57-Jähriger greift Polizeihubschrauber in Bayern an
In Bayern hat ein 57-Jähriger einen Polizeihubschrauber mit Pyrotechnik beschossen. Der Vorfall wirft Fragen zur Sicherheit und zum Umgang mit derartiger Gewalt auf.
Ein 57-jähriger Mann in Bayern hat am vergangenen Wochenende einen Polizeihubschrauber mit Pyrotechnik angegriffen. Der Vorfall ereignete sich in der Nähe von Augsburg, als der Hubschrauber im Rahmen einer Routineüberwachung im Einsatz war. Die Behörden gaben an, dass der Mann gezielt mit Feuerwerkskörpern auf den fliegenden Polizeihubschrauber zielte, was zu einer sofortigen Alarmierung der Einsatzkräfte führte. Dabei kam glücklicherweise niemand zu Schaden, jedoch wurden die Beamten in ihrer Arbeit erheblich gestört und der Vorfall wirft ernsthafte Sicherheitsfragen auf.

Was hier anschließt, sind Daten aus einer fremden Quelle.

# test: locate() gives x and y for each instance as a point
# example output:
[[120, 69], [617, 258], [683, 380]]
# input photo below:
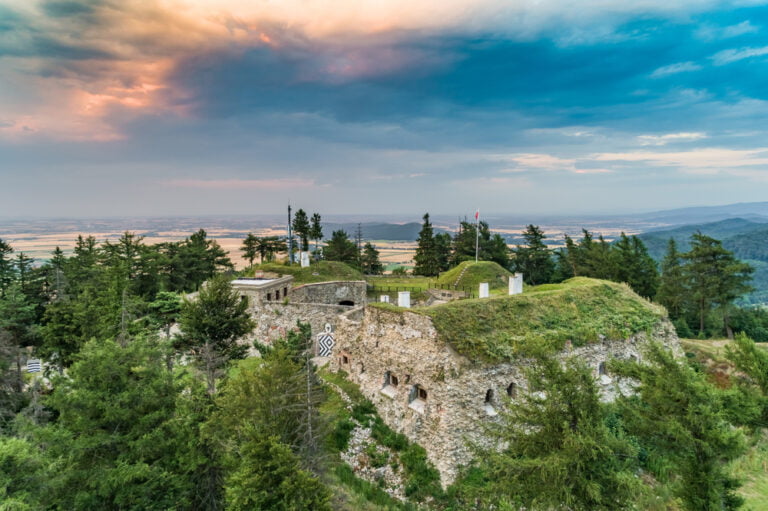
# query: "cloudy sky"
[[166, 107]]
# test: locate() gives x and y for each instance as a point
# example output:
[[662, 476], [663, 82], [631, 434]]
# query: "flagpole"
[[477, 232]]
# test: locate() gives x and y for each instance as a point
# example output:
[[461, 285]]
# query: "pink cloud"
[[241, 184]]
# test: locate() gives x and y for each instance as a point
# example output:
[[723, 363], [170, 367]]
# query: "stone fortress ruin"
[[434, 382]]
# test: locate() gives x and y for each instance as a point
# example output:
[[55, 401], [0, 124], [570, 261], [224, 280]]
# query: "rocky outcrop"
[[440, 399]]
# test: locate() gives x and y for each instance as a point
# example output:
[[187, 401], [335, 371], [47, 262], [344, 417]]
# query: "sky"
[[197, 107]]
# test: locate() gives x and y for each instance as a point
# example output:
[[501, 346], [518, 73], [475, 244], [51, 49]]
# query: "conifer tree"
[[316, 230], [534, 260], [211, 325], [250, 248], [370, 263], [715, 278], [302, 228], [672, 292], [426, 252], [558, 451], [679, 416]]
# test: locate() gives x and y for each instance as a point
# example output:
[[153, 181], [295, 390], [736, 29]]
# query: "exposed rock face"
[[438, 398]]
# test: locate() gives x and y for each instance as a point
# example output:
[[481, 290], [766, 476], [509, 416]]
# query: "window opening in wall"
[[488, 406], [417, 398]]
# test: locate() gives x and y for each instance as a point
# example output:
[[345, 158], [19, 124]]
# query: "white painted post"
[[516, 284]]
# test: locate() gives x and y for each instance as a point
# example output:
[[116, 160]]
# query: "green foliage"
[[470, 274], [677, 415], [341, 248], [715, 277], [211, 325], [580, 310], [302, 228], [117, 433], [534, 260], [250, 248], [369, 260], [426, 257], [268, 476], [559, 450]]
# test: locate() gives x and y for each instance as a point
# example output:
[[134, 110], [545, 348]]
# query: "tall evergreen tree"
[[426, 251], [340, 248], [534, 260], [558, 451], [369, 260], [302, 228], [6, 266], [250, 248], [316, 230], [211, 325], [678, 416], [673, 291], [715, 278]]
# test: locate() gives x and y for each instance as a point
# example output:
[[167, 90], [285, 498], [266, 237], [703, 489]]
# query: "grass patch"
[[322, 271], [475, 274], [501, 328], [752, 469]]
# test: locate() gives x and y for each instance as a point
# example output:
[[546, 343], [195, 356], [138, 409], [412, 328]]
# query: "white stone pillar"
[[516, 284]]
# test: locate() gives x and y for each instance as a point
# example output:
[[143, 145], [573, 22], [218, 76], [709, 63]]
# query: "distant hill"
[[748, 240], [753, 211], [378, 231]]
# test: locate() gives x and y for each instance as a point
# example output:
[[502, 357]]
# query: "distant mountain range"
[[754, 211], [377, 231], [747, 239]]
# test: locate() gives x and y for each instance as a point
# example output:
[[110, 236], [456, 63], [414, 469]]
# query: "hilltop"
[[581, 310], [471, 274]]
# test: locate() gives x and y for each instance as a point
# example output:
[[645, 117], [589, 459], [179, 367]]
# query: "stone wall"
[[331, 293], [457, 402], [275, 319]]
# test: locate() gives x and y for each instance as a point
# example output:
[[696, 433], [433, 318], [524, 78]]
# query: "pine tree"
[[715, 278], [302, 228], [316, 230], [672, 292], [250, 248], [426, 251], [340, 248], [534, 260], [678, 416], [558, 451], [211, 325], [370, 263], [6, 266]]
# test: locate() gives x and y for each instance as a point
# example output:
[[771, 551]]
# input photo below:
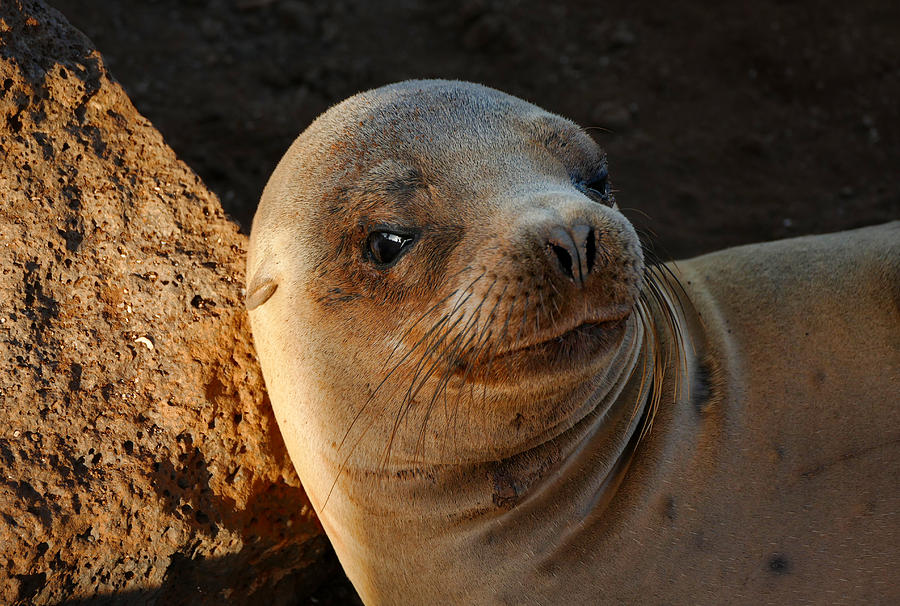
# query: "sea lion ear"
[[262, 286]]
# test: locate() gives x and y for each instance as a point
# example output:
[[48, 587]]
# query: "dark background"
[[725, 123]]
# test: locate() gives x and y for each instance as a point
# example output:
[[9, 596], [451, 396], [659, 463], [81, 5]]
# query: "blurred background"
[[725, 123]]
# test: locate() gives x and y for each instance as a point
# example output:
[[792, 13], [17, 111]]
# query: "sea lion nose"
[[572, 250]]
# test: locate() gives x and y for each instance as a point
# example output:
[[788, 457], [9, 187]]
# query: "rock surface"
[[139, 458]]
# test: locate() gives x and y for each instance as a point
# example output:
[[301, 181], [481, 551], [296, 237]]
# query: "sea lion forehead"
[[435, 118]]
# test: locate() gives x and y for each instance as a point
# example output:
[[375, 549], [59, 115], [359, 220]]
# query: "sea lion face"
[[442, 259]]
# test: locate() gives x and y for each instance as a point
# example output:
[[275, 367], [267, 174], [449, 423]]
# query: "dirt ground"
[[724, 124]]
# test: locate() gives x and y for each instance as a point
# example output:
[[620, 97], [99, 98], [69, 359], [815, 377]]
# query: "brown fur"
[[724, 430]]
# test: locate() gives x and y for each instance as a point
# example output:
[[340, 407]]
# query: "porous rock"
[[139, 458]]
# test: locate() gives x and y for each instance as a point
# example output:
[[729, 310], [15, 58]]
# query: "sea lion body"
[[514, 409]]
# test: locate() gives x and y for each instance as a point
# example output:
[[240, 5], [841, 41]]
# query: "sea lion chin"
[[491, 397]]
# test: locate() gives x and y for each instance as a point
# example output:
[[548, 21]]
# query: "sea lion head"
[[438, 273]]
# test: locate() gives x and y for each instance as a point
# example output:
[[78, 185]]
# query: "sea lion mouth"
[[570, 350]]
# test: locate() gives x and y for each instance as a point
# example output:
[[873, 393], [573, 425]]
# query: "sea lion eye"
[[385, 247]]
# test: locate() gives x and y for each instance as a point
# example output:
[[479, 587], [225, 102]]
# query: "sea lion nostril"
[[590, 250], [565, 260], [570, 252]]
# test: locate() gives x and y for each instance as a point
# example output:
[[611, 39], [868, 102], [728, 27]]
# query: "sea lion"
[[492, 397]]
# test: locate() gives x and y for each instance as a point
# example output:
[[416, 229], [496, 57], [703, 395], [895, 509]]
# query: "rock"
[[139, 458]]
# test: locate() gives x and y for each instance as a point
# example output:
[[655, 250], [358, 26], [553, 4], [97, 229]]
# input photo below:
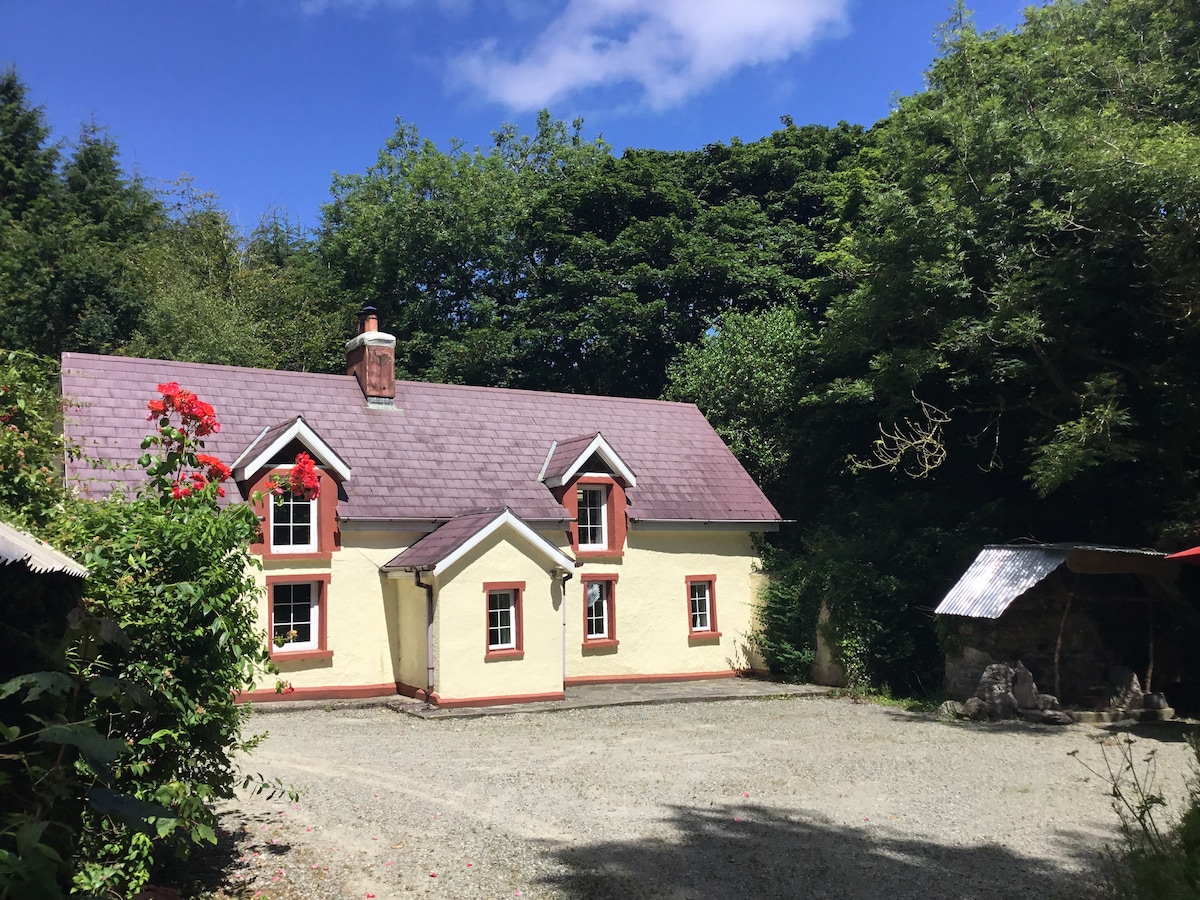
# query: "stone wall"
[[1027, 631]]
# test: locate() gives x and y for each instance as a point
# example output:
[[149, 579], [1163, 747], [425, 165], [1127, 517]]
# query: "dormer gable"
[[583, 454], [276, 442], [587, 475], [293, 527]]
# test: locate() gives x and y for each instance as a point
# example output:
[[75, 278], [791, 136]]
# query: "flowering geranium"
[[303, 481], [179, 469]]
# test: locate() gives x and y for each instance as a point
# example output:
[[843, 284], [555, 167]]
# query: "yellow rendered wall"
[[461, 624], [652, 606], [363, 613], [413, 653]]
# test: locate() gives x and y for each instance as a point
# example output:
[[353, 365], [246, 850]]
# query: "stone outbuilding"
[[1090, 622]]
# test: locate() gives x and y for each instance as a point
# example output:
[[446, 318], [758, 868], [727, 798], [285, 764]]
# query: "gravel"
[[774, 798]]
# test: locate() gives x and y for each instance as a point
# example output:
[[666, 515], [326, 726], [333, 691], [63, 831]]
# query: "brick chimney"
[[371, 359]]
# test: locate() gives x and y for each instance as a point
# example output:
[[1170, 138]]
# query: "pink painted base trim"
[[455, 702], [355, 691], [408, 690], [580, 681]]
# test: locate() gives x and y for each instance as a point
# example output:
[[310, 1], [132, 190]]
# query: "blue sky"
[[261, 101]]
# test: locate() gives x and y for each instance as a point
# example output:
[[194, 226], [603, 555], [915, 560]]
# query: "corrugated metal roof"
[[17, 546], [1003, 571], [997, 576]]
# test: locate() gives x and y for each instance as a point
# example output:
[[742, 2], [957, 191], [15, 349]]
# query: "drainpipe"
[[429, 634], [567, 577]]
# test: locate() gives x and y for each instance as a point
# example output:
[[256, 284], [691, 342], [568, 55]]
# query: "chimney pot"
[[371, 359], [367, 319]]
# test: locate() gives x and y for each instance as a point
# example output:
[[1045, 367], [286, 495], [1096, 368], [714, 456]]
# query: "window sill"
[[603, 643], [503, 654], [288, 655], [318, 556], [599, 553]]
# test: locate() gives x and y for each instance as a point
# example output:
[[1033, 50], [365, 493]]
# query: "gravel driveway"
[[774, 798]]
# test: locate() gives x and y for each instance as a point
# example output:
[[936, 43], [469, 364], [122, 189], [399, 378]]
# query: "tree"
[[1003, 286]]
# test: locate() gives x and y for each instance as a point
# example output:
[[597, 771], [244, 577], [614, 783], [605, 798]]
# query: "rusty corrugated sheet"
[[17, 546], [997, 576]]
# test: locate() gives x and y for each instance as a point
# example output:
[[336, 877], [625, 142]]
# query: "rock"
[[1024, 688], [1047, 717], [1126, 689], [949, 709], [996, 678], [995, 690], [975, 708], [1005, 706]]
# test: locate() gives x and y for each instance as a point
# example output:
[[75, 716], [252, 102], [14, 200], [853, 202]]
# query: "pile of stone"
[[1008, 691]]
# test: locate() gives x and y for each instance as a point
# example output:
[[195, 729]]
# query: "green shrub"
[[1152, 861], [117, 739]]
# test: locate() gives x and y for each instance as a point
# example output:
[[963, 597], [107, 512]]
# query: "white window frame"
[[603, 490], [510, 610], [605, 589], [313, 642], [707, 598], [288, 499]]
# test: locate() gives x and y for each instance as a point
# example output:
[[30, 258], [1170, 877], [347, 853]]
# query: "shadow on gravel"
[[210, 869], [1174, 731], [755, 852]]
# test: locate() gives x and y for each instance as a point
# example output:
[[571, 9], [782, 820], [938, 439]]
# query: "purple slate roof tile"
[[432, 549], [445, 449], [565, 453]]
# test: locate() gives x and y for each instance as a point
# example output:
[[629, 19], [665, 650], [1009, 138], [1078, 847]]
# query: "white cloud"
[[672, 48], [315, 7]]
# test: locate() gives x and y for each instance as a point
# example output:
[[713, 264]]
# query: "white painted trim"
[[545, 463], [505, 519], [299, 430], [313, 526], [606, 453], [603, 544]]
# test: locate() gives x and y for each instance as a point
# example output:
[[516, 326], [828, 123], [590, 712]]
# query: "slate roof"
[[444, 544], [444, 450], [1003, 571], [435, 547], [37, 556], [565, 453]]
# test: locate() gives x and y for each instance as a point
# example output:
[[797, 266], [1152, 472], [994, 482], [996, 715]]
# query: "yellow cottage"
[[468, 546]]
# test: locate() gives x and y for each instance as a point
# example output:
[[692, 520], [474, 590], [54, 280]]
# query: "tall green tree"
[[1006, 342]]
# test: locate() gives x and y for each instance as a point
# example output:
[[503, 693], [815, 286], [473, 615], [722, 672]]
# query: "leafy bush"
[[125, 731], [1152, 861]]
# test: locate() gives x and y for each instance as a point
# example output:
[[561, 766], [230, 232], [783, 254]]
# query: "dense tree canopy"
[[975, 321]]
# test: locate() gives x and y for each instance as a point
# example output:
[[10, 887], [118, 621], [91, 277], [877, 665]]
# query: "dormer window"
[[301, 521], [593, 516], [591, 479], [293, 525]]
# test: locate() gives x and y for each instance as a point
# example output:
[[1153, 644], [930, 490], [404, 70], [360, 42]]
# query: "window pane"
[[292, 522], [598, 609], [292, 615], [502, 619], [589, 514], [700, 598]]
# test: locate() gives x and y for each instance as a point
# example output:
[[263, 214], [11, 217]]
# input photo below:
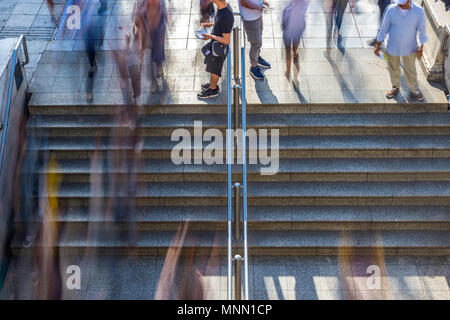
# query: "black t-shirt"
[[223, 22]]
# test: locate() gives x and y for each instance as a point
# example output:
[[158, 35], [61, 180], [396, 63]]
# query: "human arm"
[[422, 34], [384, 30], [225, 38], [250, 5]]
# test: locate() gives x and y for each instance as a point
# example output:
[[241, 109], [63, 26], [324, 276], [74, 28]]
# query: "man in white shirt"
[[251, 13]]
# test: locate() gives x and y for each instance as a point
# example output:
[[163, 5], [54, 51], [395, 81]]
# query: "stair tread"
[[324, 165], [285, 142], [272, 239], [278, 189], [253, 120], [274, 214]]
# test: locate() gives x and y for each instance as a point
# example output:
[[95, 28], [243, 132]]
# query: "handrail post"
[[237, 277], [236, 95], [237, 211], [236, 53]]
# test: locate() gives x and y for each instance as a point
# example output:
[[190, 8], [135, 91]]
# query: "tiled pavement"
[[281, 277], [60, 67], [354, 75]]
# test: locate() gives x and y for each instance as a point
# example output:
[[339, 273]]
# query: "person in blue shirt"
[[382, 5], [402, 22]]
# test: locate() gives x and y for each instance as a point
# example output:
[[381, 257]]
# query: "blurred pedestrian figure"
[[129, 63], [221, 34], [51, 8], [293, 25], [382, 5], [103, 10], [402, 22], [156, 18], [93, 30], [335, 17], [251, 14], [206, 10]]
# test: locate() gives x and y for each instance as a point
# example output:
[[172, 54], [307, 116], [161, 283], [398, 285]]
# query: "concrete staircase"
[[356, 177]]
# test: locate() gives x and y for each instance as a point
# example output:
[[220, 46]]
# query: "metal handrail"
[[230, 191], [239, 84], [244, 165]]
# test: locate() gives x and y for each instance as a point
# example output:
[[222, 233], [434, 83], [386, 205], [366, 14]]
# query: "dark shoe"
[[256, 73], [372, 42], [417, 95], [208, 94], [205, 86], [392, 93], [263, 63], [89, 98]]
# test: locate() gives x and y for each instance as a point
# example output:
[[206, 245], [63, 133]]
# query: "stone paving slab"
[[350, 75], [271, 277]]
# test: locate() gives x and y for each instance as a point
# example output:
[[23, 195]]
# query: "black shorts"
[[214, 64]]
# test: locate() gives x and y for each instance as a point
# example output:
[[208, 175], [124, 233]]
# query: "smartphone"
[[199, 33]]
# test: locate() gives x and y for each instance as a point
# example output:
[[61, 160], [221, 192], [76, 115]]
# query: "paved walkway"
[[353, 74], [275, 278]]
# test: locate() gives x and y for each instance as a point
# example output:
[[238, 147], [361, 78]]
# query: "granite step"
[[287, 124], [262, 218], [402, 146], [360, 242], [67, 104], [270, 193], [164, 170]]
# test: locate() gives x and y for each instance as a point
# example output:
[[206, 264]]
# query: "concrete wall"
[[15, 118], [438, 34]]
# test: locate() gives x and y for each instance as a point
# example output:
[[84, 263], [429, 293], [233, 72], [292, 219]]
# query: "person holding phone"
[[223, 24]]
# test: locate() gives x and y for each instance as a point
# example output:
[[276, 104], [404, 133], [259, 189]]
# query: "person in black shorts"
[[223, 25]]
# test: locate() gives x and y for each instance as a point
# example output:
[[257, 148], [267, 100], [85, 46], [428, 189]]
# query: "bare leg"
[[296, 62], [213, 81], [288, 62]]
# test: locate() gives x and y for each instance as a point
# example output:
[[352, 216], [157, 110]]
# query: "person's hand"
[[419, 52], [207, 24], [377, 50]]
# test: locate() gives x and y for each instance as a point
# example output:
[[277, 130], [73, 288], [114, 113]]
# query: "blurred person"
[[293, 25], [251, 14], [51, 8], [93, 30], [47, 274], [382, 5], [402, 22], [103, 10], [155, 17], [129, 63], [221, 33], [335, 17], [206, 10]]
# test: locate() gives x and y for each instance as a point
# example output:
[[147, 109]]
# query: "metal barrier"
[[240, 236]]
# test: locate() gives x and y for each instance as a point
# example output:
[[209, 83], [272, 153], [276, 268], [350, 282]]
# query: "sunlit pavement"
[[350, 74]]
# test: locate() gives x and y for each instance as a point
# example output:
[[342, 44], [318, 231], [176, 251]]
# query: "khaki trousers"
[[409, 71]]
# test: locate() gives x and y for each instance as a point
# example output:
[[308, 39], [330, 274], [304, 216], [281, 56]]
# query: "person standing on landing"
[[223, 24], [402, 22], [251, 13]]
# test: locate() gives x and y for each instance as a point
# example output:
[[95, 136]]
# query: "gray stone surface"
[[344, 77]]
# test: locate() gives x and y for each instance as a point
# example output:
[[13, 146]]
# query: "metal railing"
[[15, 58], [239, 240]]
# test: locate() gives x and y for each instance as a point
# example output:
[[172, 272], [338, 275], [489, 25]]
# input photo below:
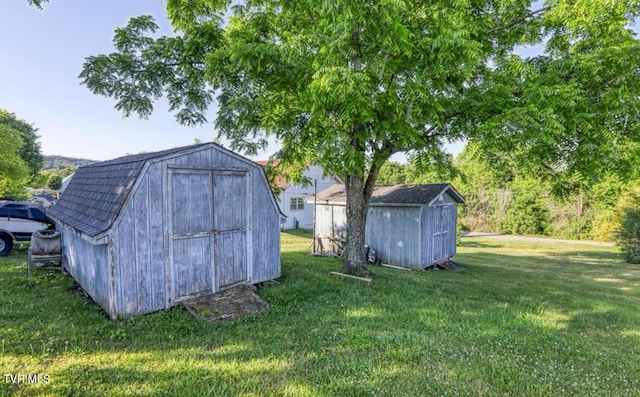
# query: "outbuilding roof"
[[394, 194], [97, 192]]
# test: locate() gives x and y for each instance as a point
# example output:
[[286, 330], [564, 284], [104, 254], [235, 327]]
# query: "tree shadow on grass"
[[414, 332]]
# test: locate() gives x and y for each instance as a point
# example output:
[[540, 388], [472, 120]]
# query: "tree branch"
[[519, 20]]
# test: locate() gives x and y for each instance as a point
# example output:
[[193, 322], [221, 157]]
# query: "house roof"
[[394, 194], [279, 181], [97, 192]]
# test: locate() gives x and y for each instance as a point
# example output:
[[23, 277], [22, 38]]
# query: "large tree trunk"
[[357, 205]]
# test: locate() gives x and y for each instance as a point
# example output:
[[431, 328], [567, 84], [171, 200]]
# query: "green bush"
[[527, 215], [630, 235]]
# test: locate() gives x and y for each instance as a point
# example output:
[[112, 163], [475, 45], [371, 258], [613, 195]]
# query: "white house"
[[292, 198]]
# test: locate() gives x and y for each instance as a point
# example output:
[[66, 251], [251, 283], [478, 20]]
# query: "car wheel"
[[6, 243]]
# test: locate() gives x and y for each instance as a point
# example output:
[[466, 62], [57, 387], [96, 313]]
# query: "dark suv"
[[18, 220]]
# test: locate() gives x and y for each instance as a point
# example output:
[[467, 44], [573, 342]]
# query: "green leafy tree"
[[13, 170], [527, 213], [346, 84], [629, 235], [391, 173]]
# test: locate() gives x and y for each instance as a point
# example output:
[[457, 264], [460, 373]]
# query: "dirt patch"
[[226, 305]]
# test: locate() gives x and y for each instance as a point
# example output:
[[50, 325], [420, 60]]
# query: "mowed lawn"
[[539, 319]]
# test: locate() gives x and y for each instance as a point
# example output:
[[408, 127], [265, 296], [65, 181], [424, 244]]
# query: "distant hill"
[[60, 162]]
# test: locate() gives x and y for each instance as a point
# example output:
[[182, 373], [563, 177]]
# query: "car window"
[[22, 213]]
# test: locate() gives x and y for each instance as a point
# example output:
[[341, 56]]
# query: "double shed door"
[[208, 231]]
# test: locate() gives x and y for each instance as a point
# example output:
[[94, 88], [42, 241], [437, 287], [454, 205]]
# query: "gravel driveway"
[[540, 239]]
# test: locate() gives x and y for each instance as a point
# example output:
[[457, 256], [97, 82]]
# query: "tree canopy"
[[347, 84]]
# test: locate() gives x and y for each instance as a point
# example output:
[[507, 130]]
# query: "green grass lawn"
[[543, 319]]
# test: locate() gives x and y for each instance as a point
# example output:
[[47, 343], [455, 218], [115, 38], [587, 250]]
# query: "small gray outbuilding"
[[411, 226], [144, 232]]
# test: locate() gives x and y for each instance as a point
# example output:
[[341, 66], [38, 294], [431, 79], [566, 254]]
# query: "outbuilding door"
[[440, 232], [191, 233], [231, 214]]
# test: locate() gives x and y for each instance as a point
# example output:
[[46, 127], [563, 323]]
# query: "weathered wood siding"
[[407, 236], [139, 250], [394, 233], [231, 210], [189, 229], [264, 232], [88, 264]]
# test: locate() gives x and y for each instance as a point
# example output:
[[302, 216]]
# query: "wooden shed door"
[[231, 227], [440, 232], [191, 237]]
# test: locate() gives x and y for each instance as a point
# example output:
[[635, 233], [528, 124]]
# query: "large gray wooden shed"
[[411, 226], [144, 232]]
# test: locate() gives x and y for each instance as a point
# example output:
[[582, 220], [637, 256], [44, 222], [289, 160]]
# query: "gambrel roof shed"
[[411, 226], [144, 232]]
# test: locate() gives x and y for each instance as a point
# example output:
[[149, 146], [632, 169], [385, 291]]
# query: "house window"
[[297, 203]]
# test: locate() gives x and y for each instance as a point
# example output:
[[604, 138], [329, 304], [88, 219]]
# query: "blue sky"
[[41, 55]]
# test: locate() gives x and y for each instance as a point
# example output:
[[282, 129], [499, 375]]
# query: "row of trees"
[[503, 198], [346, 84], [21, 160], [20, 157]]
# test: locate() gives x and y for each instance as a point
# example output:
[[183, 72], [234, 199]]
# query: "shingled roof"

Der 57-Jährige wurde noch am selben Abend festgenommen. Bei der Durchsuchung seines Anwesens fanden die Beamten eine größere Menge Pyrotechnik, die offensichtlich für den Angriff vorbereitet worden war. Die Polizei ermittelt nun wegen versuchter Körperverletzung und gefährlicher Eingriffe in den Luftverkehr. Experten zeigen sich besorgt über die zunehmende Aggressivität gegenüber Sicherheitskräften und warnen vor einem möglichen Anstieg ähnlicher Vorfälle. In den letzten Jahren gab es immer wieder Berichte über Angriffe auf Polizei- und Rettungskräfte, die die Gefahren für die öffentliche Sicherheit verdeutlichen. Die Frage, wie solche Gewaltakten künftig verhindert werden können, bleibt offen.